Arrived at the central square, Alberto, a guy from Oliena who manages a farm in the area, welcomes me, and we are joined by Giovanni Antonio from the Rural Heritage association, who will take care of my days here and tomorrow in Ozieri. The first visit we make is in the workshop of Marcellino, a pianist restorer. It amazes me a lot to discover such a professional figure in such a small village! Marcellin, arrived in Sardinia from Northern Italy, also repairs ancient keyboards, harpsichords, spinets, and shows me some beautiful models being repaired.
We move to one of the hills that overlook the village, where the little church of Sant’Antonio stands. From here we can admire the view of the village, as it lies on the valley and extends into the two edges, with tall houses that present a classic architectural element of this area, the roof terraces, bordered with a columned edge.
We climb further up the mountains, crossing cork oak woods and we arrive at the summit of Monte Pirastru. Here is a forest lookout. The view is incredible. We go back down to the village from the other side and for lunch I ‘trespass’ in the territory of Ozieri. In the afternoon I settle in the b&b Salighes owned by Rosa Maria, on the road that leads back to Nughedu.
In the evening Giovanni Antonio and Alberto come back to get me to return to Nughedu. We take a tour of the centre, small, but characterized by some beautiful historic buildings, especially those that overlook the main square, which show a little of the ancient splendor of this place. Also on the square stands the beautiful historic stone fountain, next to the Town Hall.

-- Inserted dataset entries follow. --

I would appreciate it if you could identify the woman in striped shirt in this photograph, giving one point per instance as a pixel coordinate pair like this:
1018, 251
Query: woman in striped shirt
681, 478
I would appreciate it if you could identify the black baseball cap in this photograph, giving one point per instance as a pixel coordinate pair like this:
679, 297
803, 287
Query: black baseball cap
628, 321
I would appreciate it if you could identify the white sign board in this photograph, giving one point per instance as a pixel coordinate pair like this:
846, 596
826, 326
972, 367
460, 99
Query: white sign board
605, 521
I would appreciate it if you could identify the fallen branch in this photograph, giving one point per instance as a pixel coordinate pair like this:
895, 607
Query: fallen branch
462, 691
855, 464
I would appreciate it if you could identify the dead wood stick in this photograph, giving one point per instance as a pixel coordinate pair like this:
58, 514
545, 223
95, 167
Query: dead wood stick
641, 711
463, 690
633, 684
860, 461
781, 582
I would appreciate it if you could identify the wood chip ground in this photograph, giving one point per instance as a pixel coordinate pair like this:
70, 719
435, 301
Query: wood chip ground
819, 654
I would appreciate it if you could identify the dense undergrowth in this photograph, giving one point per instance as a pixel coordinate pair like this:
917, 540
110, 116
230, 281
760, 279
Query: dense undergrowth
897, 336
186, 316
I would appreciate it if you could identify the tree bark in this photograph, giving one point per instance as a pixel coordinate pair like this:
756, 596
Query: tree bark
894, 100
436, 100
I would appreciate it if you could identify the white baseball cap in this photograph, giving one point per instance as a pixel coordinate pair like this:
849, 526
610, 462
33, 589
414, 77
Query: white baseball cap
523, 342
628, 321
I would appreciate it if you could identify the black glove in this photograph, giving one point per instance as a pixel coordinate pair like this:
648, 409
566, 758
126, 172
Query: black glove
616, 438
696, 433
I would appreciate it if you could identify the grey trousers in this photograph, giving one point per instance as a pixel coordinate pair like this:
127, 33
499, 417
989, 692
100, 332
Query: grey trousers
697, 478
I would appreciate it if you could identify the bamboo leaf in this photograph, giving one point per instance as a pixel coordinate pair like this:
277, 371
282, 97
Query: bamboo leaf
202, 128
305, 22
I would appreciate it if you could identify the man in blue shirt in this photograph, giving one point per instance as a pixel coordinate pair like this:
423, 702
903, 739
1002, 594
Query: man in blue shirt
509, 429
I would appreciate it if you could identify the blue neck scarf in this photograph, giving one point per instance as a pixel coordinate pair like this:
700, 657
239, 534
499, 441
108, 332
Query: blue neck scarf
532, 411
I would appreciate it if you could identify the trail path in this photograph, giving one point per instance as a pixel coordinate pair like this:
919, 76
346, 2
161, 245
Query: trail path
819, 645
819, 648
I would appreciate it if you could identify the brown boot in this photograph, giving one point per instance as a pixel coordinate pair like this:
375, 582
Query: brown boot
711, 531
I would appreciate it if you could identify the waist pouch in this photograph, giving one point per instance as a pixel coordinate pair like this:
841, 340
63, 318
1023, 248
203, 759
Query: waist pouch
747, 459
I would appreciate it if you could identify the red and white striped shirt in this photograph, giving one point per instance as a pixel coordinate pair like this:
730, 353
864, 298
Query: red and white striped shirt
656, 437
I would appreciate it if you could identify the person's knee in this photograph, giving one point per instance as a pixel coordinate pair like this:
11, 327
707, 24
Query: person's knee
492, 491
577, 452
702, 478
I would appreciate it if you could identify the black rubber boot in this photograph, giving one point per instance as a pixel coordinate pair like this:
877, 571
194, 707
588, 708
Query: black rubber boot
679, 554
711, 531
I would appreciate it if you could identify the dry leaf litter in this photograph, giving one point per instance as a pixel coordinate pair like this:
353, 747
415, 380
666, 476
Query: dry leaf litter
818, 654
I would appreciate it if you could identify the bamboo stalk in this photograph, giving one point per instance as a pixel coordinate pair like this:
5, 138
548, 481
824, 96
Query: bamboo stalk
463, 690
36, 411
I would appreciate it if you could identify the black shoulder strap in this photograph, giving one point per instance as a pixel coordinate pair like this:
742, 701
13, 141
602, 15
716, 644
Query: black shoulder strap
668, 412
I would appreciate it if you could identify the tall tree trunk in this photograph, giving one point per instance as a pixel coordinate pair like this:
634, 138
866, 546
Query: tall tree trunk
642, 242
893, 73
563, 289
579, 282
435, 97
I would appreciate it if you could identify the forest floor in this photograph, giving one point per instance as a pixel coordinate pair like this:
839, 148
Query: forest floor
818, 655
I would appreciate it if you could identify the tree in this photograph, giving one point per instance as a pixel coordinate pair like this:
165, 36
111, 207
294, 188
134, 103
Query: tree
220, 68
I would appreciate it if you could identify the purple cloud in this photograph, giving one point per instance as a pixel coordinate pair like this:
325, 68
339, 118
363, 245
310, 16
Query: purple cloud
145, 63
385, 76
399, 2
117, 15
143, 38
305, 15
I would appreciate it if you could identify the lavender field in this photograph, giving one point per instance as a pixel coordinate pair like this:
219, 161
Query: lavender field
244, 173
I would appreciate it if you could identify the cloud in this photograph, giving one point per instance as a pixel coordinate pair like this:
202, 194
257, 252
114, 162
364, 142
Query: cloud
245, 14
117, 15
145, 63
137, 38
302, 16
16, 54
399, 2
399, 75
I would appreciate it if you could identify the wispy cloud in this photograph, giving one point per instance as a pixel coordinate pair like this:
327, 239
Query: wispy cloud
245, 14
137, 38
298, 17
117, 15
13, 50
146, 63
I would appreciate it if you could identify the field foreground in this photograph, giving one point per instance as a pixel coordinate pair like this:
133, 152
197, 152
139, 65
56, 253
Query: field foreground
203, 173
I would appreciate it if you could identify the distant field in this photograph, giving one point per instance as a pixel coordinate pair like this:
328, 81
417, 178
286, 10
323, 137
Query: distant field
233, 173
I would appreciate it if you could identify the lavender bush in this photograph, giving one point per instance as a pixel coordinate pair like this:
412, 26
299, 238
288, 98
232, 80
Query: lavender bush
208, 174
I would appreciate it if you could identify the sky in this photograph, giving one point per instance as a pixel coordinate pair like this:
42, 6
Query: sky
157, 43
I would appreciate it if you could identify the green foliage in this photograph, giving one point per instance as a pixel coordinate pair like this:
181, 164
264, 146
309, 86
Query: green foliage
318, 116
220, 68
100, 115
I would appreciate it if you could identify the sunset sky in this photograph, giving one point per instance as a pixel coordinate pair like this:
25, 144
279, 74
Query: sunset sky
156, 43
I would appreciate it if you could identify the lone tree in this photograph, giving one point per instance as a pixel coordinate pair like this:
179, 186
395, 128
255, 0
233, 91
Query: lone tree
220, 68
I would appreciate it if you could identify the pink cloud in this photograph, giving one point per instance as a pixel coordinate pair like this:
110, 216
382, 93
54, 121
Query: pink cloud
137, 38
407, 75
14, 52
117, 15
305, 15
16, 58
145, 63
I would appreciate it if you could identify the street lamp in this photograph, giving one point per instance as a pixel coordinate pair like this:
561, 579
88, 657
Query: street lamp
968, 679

The members of the choir Su Cuncordu De Santu Nigola join us in the square. We head to the church of San Sebastiano, where the choir sings to me some beautiful songs, one on the poetry “Manzanile de sa tessidora” by Ciccittu Masala, a local writer. I exchange with some music on the bass ukulele, then the young son of a choir member pulls out an organetto and plays some dances, very different from the ones I heard long ago in central Sardinia, and that I try to accompany. After the singing, which took place both inside the church, under the altar, then in the sacristy, and finally outside in front of the church entrance, we go to the bar for a drink and a chat. They tell me how the new parish church has replaced three old churches that stood here in the centre and were demolished. Many consider it a mistake.

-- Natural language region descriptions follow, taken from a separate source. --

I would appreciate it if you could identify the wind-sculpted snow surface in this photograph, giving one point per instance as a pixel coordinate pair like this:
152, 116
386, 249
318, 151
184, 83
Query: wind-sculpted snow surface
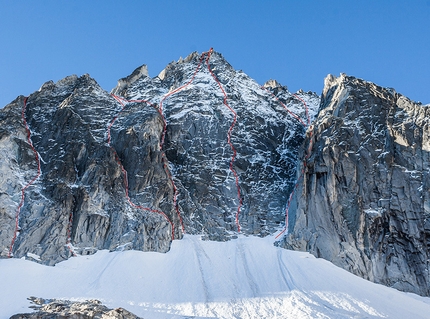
244, 278
119, 174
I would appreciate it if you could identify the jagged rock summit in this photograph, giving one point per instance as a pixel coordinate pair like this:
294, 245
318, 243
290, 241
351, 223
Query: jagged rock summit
201, 148
204, 149
364, 201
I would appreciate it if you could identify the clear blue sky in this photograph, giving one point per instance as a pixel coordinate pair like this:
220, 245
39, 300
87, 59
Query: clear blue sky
295, 42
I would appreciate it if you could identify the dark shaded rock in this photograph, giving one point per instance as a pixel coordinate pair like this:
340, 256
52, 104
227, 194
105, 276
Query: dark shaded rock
65, 309
78, 205
364, 202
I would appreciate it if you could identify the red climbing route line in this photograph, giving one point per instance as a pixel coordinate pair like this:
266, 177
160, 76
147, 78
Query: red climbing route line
36, 155
121, 101
164, 158
173, 92
304, 164
229, 138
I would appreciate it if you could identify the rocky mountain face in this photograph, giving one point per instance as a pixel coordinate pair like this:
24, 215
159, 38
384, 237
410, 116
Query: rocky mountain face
201, 149
65, 309
364, 200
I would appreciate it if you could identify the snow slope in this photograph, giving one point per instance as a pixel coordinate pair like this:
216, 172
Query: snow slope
243, 278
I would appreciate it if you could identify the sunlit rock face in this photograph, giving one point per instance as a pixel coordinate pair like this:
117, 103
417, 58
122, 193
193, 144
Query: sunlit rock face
156, 158
364, 202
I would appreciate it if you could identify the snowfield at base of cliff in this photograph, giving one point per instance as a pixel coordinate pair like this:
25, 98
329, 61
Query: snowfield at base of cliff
246, 277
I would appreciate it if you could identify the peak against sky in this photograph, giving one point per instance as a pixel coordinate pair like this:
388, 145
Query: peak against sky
295, 42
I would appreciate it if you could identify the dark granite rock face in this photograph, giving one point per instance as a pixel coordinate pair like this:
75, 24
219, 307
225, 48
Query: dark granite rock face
78, 204
65, 309
364, 202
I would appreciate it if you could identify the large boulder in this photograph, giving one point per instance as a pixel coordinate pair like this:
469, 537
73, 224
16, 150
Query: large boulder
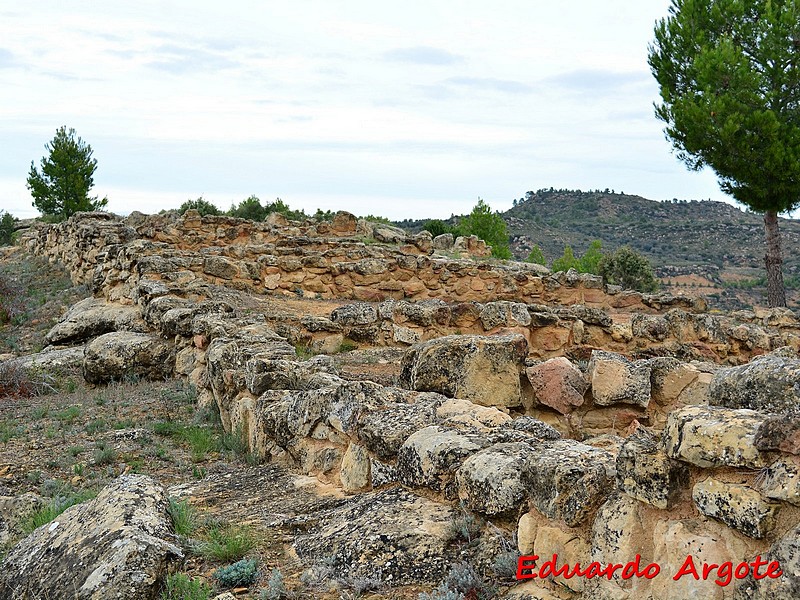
115, 355
483, 369
92, 317
769, 383
117, 546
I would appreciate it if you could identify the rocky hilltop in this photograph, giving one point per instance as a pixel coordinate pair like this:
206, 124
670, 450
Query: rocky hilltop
512, 412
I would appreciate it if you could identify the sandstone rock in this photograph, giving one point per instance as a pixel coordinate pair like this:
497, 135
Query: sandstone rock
769, 383
115, 355
567, 480
618, 535
431, 456
485, 370
355, 473
738, 506
709, 436
504, 314
351, 315
674, 542
781, 480
616, 380
490, 481
383, 429
117, 546
646, 473
92, 317
557, 383
391, 534
786, 551
443, 241
780, 432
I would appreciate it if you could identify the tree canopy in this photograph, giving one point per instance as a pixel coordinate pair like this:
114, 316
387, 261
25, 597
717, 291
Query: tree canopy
67, 174
729, 76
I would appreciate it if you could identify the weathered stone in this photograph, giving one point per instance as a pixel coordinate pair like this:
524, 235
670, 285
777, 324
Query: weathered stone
646, 473
738, 506
616, 380
786, 552
92, 317
709, 436
504, 314
769, 383
567, 480
117, 546
781, 480
669, 377
351, 315
557, 383
355, 474
115, 355
490, 481
383, 429
483, 369
430, 457
780, 432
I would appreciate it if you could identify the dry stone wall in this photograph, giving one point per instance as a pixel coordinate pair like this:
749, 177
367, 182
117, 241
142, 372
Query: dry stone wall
581, 427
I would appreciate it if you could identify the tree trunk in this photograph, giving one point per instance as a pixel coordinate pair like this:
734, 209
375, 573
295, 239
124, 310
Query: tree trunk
776, 293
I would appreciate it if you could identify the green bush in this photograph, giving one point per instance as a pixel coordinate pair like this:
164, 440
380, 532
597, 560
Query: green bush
239, 574
628, 269
204, 207
489, 226
180, 586
6, 228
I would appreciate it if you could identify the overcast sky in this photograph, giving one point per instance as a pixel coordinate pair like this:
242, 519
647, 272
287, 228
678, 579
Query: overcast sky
401, 109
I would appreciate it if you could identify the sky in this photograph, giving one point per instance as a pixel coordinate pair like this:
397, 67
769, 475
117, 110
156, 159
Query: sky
402, 109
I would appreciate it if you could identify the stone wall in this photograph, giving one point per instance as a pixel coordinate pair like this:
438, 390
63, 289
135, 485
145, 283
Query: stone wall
580, 426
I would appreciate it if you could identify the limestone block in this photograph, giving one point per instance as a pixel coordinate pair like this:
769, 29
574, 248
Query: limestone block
738, 506
782, 480
769, 383
786, 552
557, 383
490, 481
355, 471
482, 369
431, 456
567, 480
113, 355
646, 473
616, 380
709, 436
504, 314
780, 432
118, 545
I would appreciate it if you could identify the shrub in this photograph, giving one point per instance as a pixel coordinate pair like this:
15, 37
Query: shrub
204, 207
275, 590
239, 574
225, 544
628, 269
180, 586
6, 228
488, 226
183, 516
536, 256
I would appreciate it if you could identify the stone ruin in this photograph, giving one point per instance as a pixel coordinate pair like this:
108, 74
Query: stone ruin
583, 420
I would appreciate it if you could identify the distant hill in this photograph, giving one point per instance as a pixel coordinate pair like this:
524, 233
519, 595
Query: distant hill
695, 246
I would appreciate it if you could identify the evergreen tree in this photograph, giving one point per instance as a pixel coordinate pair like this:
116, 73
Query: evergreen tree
729, 74
67, 174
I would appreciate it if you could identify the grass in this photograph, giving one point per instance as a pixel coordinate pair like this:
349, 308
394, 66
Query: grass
55, 507
227, 543
180, 586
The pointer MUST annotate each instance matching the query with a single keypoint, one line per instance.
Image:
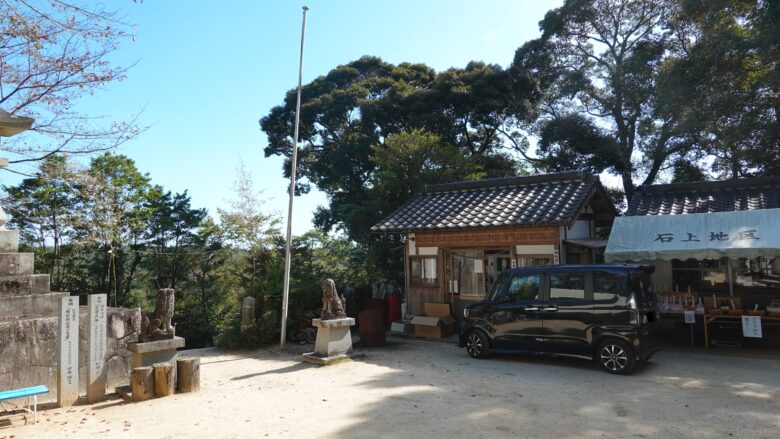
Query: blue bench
(26, 392)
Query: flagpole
(288, 242)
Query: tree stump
(164, 379)
(142, 383)
(188, 374)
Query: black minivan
(606, 312)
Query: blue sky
(205, 72)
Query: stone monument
(334, 339)
(96, 347)
(68, 349)
(158, 341)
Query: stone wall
(28, 351)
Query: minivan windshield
(495, 291)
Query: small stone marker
(247, 313)
(68, 349)
(96, 348)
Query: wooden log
(188, 374)
(142, 383)
(164, 379)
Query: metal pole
(288, 243)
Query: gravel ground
(422, 389)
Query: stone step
(22, 285)
(9, 241)
(30, 306)
(16, 264)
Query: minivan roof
(589, 267)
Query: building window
(711, 275)
(534, 260)
(524, 287)
(423, 271)
(468, 277)
(606, 286)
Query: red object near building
(393, 308)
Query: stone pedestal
(334, 341)
(158, 351)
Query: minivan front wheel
(616, 356)
(477, 344)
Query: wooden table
(681, 314)
(709, 318)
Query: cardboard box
(400, 327)
(435, 323)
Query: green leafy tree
(171, 234)
(42, 208)
(114, 211)
(726, 86)
(349, 114)
(599, 63)
(253, 266)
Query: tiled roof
(706, 196)
(550, 199)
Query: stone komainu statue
(333, 306)
(159, 327)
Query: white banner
(743, 234)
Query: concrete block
(28, 352)
(37, 305)
(16, 264)
(21, 285)
(158, 351)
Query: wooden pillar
(142, 383)
(188, 374)
(164, 379)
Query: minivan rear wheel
(477, 344)
(616, 356)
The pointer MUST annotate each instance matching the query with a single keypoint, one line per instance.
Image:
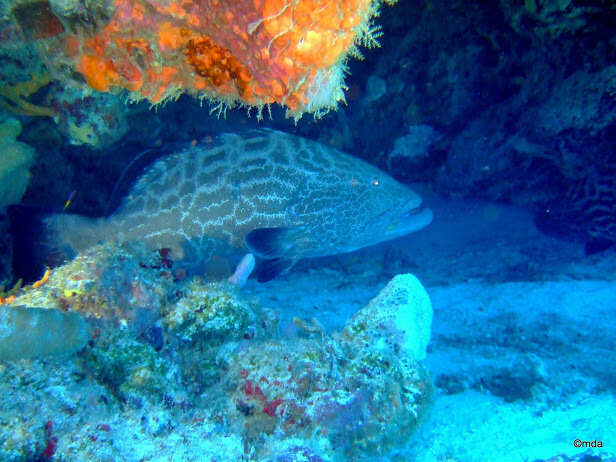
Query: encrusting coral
(251, 52)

At the end of the evening, with Giovanni Antonio and Alberto we get back in the car to go up again to Monte Pirastru, where Alberto manages the homonymous agriturismo. Here Alberto himself serves us a good dinner of local products. I touch the swimming pool water outside. Frozen. And I wonder when the summer will come.
SHORT SARDINIAN STORIES
The writer Francesco Masala, known as Ciccittu, was one of the great cultural figures born in Nughedu San Nicolò. Today I was able to appreciate his poetic text sung by the chorus of Nughedu. Ciccittu in fact, in addition to being a journalist and writer (his “Those with white lips” from which the film “Sos Laribiancos” was made) was also a poet of great quality. Inspired by Sardinian poetry, and in particular that of Peppino Mereu, Ciccittu published several poetry collections, some of which won him several poetry awards. With attention to both Italian and Sardinian languages, the themes were often those of the Sardinian people, a people humiliated and offended by history.

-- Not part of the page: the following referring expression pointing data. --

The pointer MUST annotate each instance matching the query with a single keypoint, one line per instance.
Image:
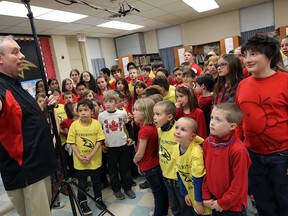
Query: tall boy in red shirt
(263, 98)
(225, 186)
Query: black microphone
(131, 7)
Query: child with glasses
(263, 99)
(229, 75)
(225, 186)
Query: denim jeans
(96, 182)
(179, 206)
(155, 180)
(268, 177)
(118, 159)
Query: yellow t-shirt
(166, 145)
(61, 116)
(131, 88)
(151, 74)
(189, 164)
(85, 138)
(60, 112)
(171, 94)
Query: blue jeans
(155, 180)
(179, 206)
(268, 177)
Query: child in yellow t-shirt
(188, 156)
(85, 137)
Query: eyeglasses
(221, 65)
(210, 65)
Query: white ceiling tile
(154, 14)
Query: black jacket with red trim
(27, 153)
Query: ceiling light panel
(120, 25)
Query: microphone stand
(67, 181)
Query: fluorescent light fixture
(19, 10)
(61, 16)
(202, 5)
(120, 25)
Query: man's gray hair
(2, 39)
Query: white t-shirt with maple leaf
(113, 127)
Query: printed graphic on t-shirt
(185, 176)
(259, 112)
(113, 126)
(164, 153)
(87, 143)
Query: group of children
(188, 146)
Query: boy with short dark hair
(85, 137)
(81, 88)
(167, 90)
(116, 72)
(164, 119)
(145, 71)
(225, 186)
(263, 99)
(113, 122)
(67, 97)
(204, 88)
(189, 77)
(190, 164)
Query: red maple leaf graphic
(113, 126)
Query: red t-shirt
(66, 123)
(197, 68)
(264, 103)
(226, 172)
(151, 156)
(205, 104)
(148, 82)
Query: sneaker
(144, 185)
(131, 194)
(85, 208)
(100, 203)
(58, 205)
(119, 195)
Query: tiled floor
(140, 206)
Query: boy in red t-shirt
(264, 100)
(204, 88)
(147, 157)
(225, 186)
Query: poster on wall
(30, 86)
(31, 70)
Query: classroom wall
(129, 44)
(280, 13)
(258, 16)
(206, 30)
(75, 53)
(151, 42)
(211, 29)
(108, 51)
(61, 56)
(169, 37)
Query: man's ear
(170, 117)
(203, 86)
(233, 126)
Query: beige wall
(151, 42)
(108, 51)
(211, 29)
(74, 52)
(60, 56)
(280, 12)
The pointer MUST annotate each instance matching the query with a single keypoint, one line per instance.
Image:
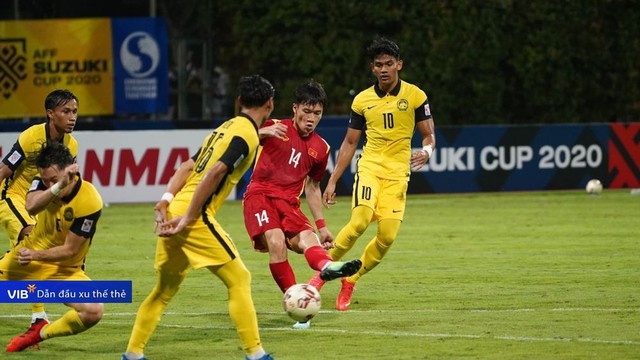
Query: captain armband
(55, 189)
(167, 197)
(320, 223)
(428, 149)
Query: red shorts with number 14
(262, 213)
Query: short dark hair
(54, 153)
(383, 46)
(57, 98)
(310, 92)
(255, 91)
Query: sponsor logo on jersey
(87, 224)
(14, 157)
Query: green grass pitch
(532, 275)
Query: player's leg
(378, 247)
(390, 212)
(279, 265)
(237, 278)
(17, 224)
(81, 317)
(360, 219)
(318, 259)
(363, 203)
(172, 265)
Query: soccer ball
(301, 302)
(594, 187)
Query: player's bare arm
(345, 154)
(277, 130)
(71, 247)
(38, 200)
(420, 157)
(203, 191)
(5, 172)
(176, 183)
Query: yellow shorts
(386, 197)
(14, 217)
(204, 243)
(10, 269)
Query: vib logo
(140, 54)
(21, 294)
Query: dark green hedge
(535, 61)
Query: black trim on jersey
(216, 234)
(255, 126)
(16, 213)
(419, 112)
(78, 223)
(356, 121)
(18, 148)
(195, 156)
(41, 185)
(355, 190)
(67, 199)
(237, 150)
(395, 91)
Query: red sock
(283, 274)
(317, 257)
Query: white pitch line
(385, 333)
(405, 334)
(376, 311)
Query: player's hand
(329, 195)
(161, 213)
(173, 226)
(70, 173)
(418, 159)
(326, 238)
(277, 130)
(25, 256)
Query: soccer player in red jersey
(293, 158)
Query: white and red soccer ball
(301, 302)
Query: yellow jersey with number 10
(388, 121)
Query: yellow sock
(37, 308)
(68, 324)
(151, 310)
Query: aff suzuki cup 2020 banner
(115, 65)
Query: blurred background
(480, 62)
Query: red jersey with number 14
(283, 165)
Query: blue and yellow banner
(45, 291)
(99, 60)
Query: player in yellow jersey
(18, 168)
(387, 112)
(190, 236)
(68, 210)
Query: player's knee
(92, 314)
(359, 225)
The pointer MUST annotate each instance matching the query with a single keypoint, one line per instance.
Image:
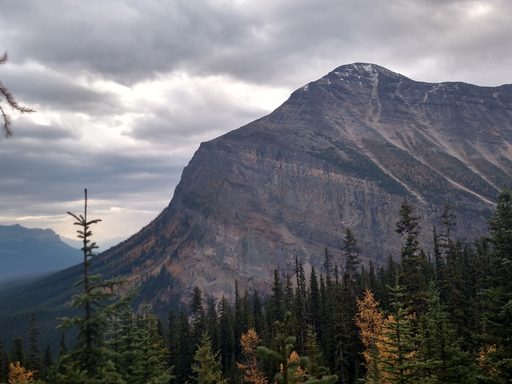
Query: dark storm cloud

The encounter with Sardinian poetry on this journey will surely have an important place in the final musical production of this project. Poets no longer living in the villages I visit, such as Ciccittu Masala here, Peppino Mereu in Tonara, and many others, living poets who I met in many villages and who gave me (someone continues to send stuff daily) various poems, shepherds-poets, simple people who wrote me verses inspired by the my passage, and the poets in my family, my great-grandfather Pasquale Dessanai and my grandmother Fanny Satta. Everyone will find a small space in the final product of this project where poetry, even in a figurative sense, is the predominant element.